Halloween’s origins date back to an ancient Celtic festival called Samhain (pronounced sow-in) which was celebrated around 2000 years ago. The 1st of November is where the Celts celebrated their new year and it also marked the end of summer and the harvest and the beginning of winter meaning dark and cold nights and usually associated with human death. The Celts believed that on the night before New Year (31st October) the border between the worlds and the living became blurred and on that night they partook in Samhain when it was thought that the ghosts of the dead returned to Earth. Furthermore the Celts said that the presence of otherworldly spirits made it easier for the Druids, or Celtic priest to make predictions about the future. And during this time it came of comfort to the Celts during the long and dark winter.
By 43 A.D the Roman Empire had conquered the majority of the Celtic territory, and in the time that they ruled the Celtic lands two festivals of Roman origin were combined with Celtic traditions of Samhain. The first was called Feralia a day in late October when the Romans marked the passing of the dead. Then the second was a day to honour Pomona who was the goddess of fruit and tress. The symbol of Pomona is the apple and the incorporation of this celebration into Samhain probably explains the tradition of “bobbing” for apples that is practise today on Halloween.

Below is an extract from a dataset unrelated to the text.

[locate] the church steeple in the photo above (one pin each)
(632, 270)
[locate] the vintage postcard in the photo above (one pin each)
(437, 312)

In 1000 A.D. the church made November 2nd All Souls’ day to honour the dead. It is believed that the church wanted to replace the Celtic festival to a church sanctioned holiday. All Souls Day was celebrated similar to Samhain with bonfires, parades and dressing up in costumes as saints, angels and devils. The All Saints Day celebration was also called All-hallows or All-hallowmas (from Middle English Alholowmesse meaning All Saints’ Day) and the night before it, the traditional night of Samhain in the Celtic religion, began to be called All-hallows Eve and, eventually, Halloween.
More information on the origins of Halloween is available in the source link.
Always make sure to stay safe over Halloween by:
- Locking doors after a Trick or Treaters have been to your house. This is because if someone does break in your house and the door is unlocked it will deem your insurance invalid.
- Make sure to remove any valuables from view of ground windows to avoid temptation from a potential thief.
- Look out the keyhole or window before answering the door if you are unsure who is there.
- If you have elderly or vulnerable neighbours keep an eye on their house this Halloween to make sure that they are safe and secure in their home.